Дорога на Элинор
Шрифт:
— Кто-то должен был его обнаружить, верно? — объяснение выглядело глупым, но Лидию Марковну эта сентенция вполне устроила, она кивнула, подняла взгляд к потолку, будто хотела разглядеть там картину, виденную недавно и запечатленную в памяти, как на видеопленке, которую теперь приходилось ради гостя прокручивать в ускоренном режиме.
— Самое ужасное, — сказала она, — я точно знала: что-то случилось, а мне не верили, даже Жанночка, представляете?
— Н-нет, — признался Терехов. — Вы вошли в квартиру? Как? Дверь была открыта?
— Я о том и говорю! —
— Но вы же не могли знать… — пробормотал Терехов.
— Я чувствовала! У Иры, это соседка снизу, милая женщина, только, извините, редкая дура, у нее весной случился сердечный приступ, она даже «скорую» вызвать не могла, так ее, бедную, прихватило. И знаете? Я тут сидела, телевизор смотрела, и вдруг чувствую — что-то не то, плохо кому-то, очень плохо, и пошла по этажам спрашивать. Всех на ноги подняла — хорошо, Ира свою дверь на ключ никогда не запирает, правильно делает, ворам у нее красть нечего, а соседи при случае, вот как тогда…
— Да-да, — прервал Терехов разговорившуюся женщину. — Вы почувствовали. Почему? Была причина? Он что-нибудь вам говорил? В тот день или раньше?
— О чем вы? — с недоумением спросила Лидия Марковна. — Если бы была причина, разве я что-нибудь почувствовала бы?

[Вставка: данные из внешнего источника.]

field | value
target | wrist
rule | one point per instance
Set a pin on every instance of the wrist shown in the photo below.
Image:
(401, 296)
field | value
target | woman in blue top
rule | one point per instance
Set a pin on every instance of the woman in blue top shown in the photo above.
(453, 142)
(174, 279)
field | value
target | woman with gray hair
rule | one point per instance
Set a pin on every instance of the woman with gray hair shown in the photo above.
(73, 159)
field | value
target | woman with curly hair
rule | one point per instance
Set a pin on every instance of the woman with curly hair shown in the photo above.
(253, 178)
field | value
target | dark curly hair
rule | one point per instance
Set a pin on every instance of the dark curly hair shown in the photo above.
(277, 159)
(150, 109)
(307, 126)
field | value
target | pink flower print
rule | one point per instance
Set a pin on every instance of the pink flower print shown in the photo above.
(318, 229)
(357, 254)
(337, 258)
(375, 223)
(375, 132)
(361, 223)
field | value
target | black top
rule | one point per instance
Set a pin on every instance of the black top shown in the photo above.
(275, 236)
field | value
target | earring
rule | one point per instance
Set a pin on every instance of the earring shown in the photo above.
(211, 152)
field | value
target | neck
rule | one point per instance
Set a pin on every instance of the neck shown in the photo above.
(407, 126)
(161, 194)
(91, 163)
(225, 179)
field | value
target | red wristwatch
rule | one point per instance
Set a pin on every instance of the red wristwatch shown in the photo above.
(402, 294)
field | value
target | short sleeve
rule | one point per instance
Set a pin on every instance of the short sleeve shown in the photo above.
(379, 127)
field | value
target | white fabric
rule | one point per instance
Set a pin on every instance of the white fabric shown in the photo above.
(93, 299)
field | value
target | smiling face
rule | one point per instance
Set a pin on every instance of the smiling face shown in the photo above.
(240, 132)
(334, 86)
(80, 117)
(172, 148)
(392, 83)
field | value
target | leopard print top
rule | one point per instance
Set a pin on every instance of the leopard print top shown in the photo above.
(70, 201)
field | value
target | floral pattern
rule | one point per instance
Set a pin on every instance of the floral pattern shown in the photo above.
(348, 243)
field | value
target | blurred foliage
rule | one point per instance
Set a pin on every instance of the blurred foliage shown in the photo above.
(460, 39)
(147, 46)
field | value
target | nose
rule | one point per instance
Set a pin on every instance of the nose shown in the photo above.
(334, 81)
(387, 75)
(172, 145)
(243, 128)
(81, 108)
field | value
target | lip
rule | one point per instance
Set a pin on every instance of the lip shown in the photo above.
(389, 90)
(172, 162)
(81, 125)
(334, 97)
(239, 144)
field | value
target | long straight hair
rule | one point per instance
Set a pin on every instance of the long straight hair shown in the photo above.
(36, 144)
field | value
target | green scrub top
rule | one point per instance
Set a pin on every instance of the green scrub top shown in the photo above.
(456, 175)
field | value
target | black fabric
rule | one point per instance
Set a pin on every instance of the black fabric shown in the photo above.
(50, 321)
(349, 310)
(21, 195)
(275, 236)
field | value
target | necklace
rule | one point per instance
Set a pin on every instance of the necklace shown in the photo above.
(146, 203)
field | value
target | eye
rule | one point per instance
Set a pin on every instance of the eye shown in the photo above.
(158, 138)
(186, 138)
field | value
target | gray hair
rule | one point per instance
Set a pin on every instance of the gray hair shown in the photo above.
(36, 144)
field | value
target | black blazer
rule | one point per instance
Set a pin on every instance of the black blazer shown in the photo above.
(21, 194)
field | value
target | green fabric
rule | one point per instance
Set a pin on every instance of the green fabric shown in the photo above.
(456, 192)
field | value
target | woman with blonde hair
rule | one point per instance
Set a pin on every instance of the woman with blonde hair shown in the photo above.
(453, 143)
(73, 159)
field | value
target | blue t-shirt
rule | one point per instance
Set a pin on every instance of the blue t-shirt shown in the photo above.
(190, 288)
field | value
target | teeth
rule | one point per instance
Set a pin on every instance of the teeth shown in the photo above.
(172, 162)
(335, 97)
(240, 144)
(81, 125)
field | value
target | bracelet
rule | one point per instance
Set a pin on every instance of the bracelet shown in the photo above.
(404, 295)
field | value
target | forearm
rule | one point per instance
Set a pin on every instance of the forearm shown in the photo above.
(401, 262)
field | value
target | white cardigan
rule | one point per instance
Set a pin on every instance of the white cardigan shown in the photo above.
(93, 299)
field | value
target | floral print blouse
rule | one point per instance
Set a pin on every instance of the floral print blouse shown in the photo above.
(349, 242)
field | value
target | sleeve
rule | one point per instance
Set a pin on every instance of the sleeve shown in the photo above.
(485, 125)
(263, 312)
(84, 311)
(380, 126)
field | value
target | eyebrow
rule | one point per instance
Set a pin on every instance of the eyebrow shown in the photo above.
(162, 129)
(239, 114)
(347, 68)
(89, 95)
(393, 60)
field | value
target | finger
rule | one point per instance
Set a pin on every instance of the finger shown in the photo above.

— Резонно, — Терехову показалось, что он произнес слово вслух, но на самом деле он лишь подумал, что это действительно резонное замечание, несмотря на парадоксальность: если бы у Лидии Марковны была какая-то реальная причина подозревать, что сосед совершит над собой ужасное, то ее попытка проникнуть в его квартиру была бы не чувствами и ощущениями вызвана, а логическими аргументами, совсем другая история…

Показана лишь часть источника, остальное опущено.